I really think you could find the material you need at Wal-Mart if you wanted to make them yourself. We get lots of $1/yard material for cloaks and backdrops. Much cheaper than buying pre-fab stuff. If you used the prop picture as a guide, make the cocoons empty with a hole. Fill the hole with stuff like old clothes and stick a prop head in the hole. Empty it out and box it up during the off-season.


----------



## Front Yard Fright (Dec 23, 2005)

Frighteners Entertainment said:


> How durable do these need to be?
> Will they be hanging over your victims or will they be walking through them?


Well they well be somewhat out of the way...
Nobody will be walking through them, unless my actor finds that they are a good place to hide!
My only concern is storage, some of my stuff gets thrown around and I don't want to have to replace or repair these after just one year of use.



tot13 said:


> Or if you want to just buy the prop (and they're having a sale):
> 
> http://www.bumpinthenightproductions.com/prodList.asp?cat=6
> 
> I really think you could find the material you need at Wal-Mart if you wanted to make them yourself. We get lots of $1/yard material for cloaks and backdrops. Much cheaper than buying pre-fab stuff. If you used the prop picture as a guide, make the cocoons empty with a hole. Fill the hole with stuff like old clothes and stick a prop head in the hole. Empty it out and box it up during the off-season.


I saw the Bump in the Night prop before...
It doesn't really do it's justice.
I want these things to be pretty "right-on" when it comes to build them.

How sturdy can you make paper mache???
I was thinking maybe a beach ball for the bottom and some small ball for the top and then just mache the whole thing until it's sturdy enough.
Then just cover in whatever fabric I decide...
I know there are a lot of "mache-ers" here so help me out!
.

Oh,
And thank all for your great input.
.


----------



## The_Caretaker (Mar 6, 2007)

Paper mache can be made pretty durable but I would have to agree with Sickie that the way to go would be to make a bag fur/cloth. If made from cloth you can still use beach balls for the shape and then cover them in died cotton batting, I purchased cotton batting from joannes off a roll its about 30 inches wide


----------



## Gothyc Designs (Dec 30, 2006)

Using insulation would not be a good idea. Depending on where someone would place the prop(s), it shouldn't be near any guests. It would have to be a background prop only.

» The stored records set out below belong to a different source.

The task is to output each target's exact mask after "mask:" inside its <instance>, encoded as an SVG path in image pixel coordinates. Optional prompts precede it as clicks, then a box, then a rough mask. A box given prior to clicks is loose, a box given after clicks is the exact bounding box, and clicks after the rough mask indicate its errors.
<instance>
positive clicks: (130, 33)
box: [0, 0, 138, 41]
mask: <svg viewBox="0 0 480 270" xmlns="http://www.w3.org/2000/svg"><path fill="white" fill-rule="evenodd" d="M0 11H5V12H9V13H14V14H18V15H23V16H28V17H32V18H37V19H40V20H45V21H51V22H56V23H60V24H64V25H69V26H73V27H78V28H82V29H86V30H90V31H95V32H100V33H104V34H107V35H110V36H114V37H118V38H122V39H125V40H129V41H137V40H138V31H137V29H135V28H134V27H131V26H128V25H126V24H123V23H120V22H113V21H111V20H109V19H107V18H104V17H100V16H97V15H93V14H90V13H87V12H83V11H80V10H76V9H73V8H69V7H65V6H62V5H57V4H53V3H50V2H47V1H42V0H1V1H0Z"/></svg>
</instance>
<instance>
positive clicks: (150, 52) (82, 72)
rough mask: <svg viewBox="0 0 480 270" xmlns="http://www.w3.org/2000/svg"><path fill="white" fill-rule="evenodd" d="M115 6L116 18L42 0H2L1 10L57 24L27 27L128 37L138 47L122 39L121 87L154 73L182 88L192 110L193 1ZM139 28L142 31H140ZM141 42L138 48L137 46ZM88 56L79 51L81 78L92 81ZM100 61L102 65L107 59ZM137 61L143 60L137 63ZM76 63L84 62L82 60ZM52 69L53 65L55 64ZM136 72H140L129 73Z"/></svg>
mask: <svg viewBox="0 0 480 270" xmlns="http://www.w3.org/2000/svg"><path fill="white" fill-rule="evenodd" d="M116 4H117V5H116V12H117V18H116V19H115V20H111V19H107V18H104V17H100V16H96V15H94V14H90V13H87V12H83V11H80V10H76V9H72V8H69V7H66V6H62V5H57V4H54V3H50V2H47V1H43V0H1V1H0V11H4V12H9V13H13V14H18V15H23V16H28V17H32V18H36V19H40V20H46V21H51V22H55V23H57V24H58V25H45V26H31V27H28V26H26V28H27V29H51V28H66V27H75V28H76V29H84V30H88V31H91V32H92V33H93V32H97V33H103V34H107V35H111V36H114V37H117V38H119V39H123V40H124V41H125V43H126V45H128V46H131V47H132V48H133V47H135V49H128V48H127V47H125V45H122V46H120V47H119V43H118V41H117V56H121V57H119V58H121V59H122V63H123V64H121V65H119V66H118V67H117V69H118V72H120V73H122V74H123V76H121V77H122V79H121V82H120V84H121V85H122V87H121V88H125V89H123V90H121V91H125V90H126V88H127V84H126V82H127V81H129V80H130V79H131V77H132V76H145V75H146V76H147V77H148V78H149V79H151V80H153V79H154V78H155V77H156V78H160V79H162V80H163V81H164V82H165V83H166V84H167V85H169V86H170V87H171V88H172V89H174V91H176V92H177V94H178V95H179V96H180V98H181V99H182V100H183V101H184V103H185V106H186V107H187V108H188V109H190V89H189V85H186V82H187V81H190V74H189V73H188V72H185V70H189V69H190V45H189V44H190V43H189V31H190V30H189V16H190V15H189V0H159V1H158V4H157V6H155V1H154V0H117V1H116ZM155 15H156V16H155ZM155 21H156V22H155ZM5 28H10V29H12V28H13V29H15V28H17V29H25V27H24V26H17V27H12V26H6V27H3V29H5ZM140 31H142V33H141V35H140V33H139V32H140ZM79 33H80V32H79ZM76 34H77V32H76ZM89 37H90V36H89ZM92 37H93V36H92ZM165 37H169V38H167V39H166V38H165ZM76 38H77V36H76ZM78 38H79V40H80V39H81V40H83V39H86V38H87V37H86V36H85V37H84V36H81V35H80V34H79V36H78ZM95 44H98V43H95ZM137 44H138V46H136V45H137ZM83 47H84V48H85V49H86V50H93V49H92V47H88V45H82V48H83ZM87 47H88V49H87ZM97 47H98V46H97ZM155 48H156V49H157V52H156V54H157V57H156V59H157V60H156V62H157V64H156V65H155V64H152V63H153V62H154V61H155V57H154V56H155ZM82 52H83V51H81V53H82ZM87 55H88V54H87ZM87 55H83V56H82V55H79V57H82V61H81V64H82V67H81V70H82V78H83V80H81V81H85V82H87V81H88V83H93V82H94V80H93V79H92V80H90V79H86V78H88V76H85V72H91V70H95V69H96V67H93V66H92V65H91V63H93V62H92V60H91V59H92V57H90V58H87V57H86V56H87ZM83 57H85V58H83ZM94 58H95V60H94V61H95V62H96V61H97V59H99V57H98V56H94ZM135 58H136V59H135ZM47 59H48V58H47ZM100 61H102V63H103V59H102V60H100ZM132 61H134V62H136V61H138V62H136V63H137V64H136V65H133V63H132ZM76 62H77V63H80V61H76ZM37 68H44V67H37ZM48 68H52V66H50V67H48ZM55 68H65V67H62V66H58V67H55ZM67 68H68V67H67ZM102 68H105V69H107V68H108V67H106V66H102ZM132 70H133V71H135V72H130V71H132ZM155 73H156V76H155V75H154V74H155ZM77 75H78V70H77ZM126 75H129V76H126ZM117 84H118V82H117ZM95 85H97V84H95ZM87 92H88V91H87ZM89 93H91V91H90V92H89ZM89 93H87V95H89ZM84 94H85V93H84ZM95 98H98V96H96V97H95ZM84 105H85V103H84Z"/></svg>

I like the use of a blanket batting. cheaper and easier to work with. It could be dyed easily with water and foodcoloring. Just make a deep red color and spray it on. It will probably spray light, thats why to make the water darker. Apply a first coat and let it absorb and dry by fan cooling. check progress and spray again until desired coloring is achieved. Cotton could work too, but not sure about obtaining large quantities. And if planning on making more than one of these. If you make about 4 of them, make different colors, blue, yellow greenAnd when a face is poking out bloodied, it'll be good contrast to see. You could also lightly spray cans on the batting. That may adhere better.

Hope this helps.

Gothyc Designs


----------